Angesichts der neuen Rechtslage ab 1. Januar 2005 steht ferner zu erwarten, daß 1 bis 2 Millionen Arbeitslose plus deren Familienmitglieder zu Wohnungswechseln oder gar in die Obdachlosigkeit gezwungen werden.
Zwar ist in § 22 SGB II geregelt, daß bisherige Empfängerinnen und Empfänger von Arbeitslosenhilfe ab 1. Januar 2005 auch Leistungen für Unterkunft und Heizung erhalten, so daß damit die zukünftige Berücksichtigung von Kindergeld und Unterhalt für die Kinder als Einkommen der gesamten Bedarfsgemeinschaft und der Wegfall des Wohngeldes (Neufassung Wohngeldgesetz § 1 Abs. 2 Nr. 1 – BGBl. I, Nr. 66, 2003, S.2985 ff.) einen Ausgleich finden, aber „Leistungen für Unterkunft und Heizung werden in Höhe der tatsächlichen Aufwendungen erbracht, soweit diese angemessen sind. Soweit die Aufwendungen für die Unterkunft den der Besonderheit des Einzelfalles angemessenen Umfang übersteigen, sind sie als Bedarf ... so lange zu berücksichtigen, wie es ... nicht möglich oder nicht zuzumuten ist, durch einen Wohnungswechsel, durch Vermieten [meint Untervermietung, H.M.] oder auf andere Weise die Aufwendungen zu senken, in der Regel jedoch längstens für sechs Monate.“ (§ 22 Abs. 1 SGB II).

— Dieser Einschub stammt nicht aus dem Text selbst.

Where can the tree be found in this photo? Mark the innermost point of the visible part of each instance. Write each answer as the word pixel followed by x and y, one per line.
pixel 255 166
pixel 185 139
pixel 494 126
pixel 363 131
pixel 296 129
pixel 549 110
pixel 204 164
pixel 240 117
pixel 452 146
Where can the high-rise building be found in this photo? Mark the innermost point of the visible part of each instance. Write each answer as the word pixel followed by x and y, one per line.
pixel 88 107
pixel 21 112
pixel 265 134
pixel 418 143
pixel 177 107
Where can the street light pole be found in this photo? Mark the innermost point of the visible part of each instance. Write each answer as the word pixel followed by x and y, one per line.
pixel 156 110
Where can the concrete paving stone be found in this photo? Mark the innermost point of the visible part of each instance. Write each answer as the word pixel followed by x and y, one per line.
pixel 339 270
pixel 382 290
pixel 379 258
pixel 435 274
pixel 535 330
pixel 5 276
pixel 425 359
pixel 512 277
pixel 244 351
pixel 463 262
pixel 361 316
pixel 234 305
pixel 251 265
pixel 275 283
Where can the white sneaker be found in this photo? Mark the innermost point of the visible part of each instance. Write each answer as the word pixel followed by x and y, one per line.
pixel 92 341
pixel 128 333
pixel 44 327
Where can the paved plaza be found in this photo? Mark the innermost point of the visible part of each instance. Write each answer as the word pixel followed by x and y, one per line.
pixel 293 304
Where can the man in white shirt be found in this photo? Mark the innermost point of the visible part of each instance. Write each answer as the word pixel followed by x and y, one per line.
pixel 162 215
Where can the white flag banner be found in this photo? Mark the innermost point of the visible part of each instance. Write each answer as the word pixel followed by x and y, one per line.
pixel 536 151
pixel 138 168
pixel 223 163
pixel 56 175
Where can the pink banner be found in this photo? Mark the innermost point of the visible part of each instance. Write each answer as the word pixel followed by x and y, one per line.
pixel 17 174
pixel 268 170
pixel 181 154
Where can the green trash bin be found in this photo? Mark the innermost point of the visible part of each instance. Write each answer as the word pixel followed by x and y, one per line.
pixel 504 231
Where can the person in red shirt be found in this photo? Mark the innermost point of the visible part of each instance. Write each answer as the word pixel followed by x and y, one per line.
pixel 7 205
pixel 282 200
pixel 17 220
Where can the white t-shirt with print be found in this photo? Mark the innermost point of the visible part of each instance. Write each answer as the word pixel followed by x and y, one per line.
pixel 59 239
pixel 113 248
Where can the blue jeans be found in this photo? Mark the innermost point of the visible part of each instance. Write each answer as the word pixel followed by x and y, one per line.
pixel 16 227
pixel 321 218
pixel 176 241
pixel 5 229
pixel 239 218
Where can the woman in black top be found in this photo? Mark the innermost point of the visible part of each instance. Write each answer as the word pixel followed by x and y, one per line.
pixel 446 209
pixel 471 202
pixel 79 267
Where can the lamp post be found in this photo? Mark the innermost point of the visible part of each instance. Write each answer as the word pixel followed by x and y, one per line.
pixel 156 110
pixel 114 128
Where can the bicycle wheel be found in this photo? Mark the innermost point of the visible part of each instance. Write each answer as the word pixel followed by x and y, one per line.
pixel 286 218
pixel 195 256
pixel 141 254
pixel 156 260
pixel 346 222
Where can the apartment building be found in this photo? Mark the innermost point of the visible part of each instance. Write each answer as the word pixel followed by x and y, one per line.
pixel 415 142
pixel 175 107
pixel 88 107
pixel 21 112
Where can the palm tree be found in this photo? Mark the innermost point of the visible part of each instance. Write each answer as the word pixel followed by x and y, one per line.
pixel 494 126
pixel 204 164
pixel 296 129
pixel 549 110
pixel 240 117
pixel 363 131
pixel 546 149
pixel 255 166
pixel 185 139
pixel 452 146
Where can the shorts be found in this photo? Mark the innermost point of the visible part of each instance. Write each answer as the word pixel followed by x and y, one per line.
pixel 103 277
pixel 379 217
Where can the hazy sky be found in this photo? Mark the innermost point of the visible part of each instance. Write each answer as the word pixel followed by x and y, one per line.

Damit ist zum einen die seit 1996 geltende Regelung des § 3 Abs. 1 Regelsatz-Verordnung (und Abs. 2 analog für Heizkosten) übernommen und zum anderen die einschlägige Rechtsprechung zum Sozialhilferecht berücksichtigt, die den derzeitigen Empfängerinnen und Empfängern von Sozialhilfe eine sechsmonatige Suchfrist für einen Wohnungswechsel einräumt (insbesondere OVG Niedersachsen). Eine über die Sechsmonatsfrist hinausgehende Leistung zumindest der „angemessenen“ Unterkuftskosten trotz „unangemessen“ hoher tatsächlicher Unterkunftskosten, wie sie derzeit noch § 3 Abs. 1 Satz 3 2. Halbsatz RegelsatzVO regelt und wie sie höchstrichterlich (BVerwG 5 C 9/00) für die derzeitige Sozialhilfe entschieden ist, dürfte angesichts einer wohl bewußt fehlenden analogen Regelung im SGB II ausgeschlossen sein beziehungsweise einer zukünftigen gerichtlichen Klärung überlassen bleiben.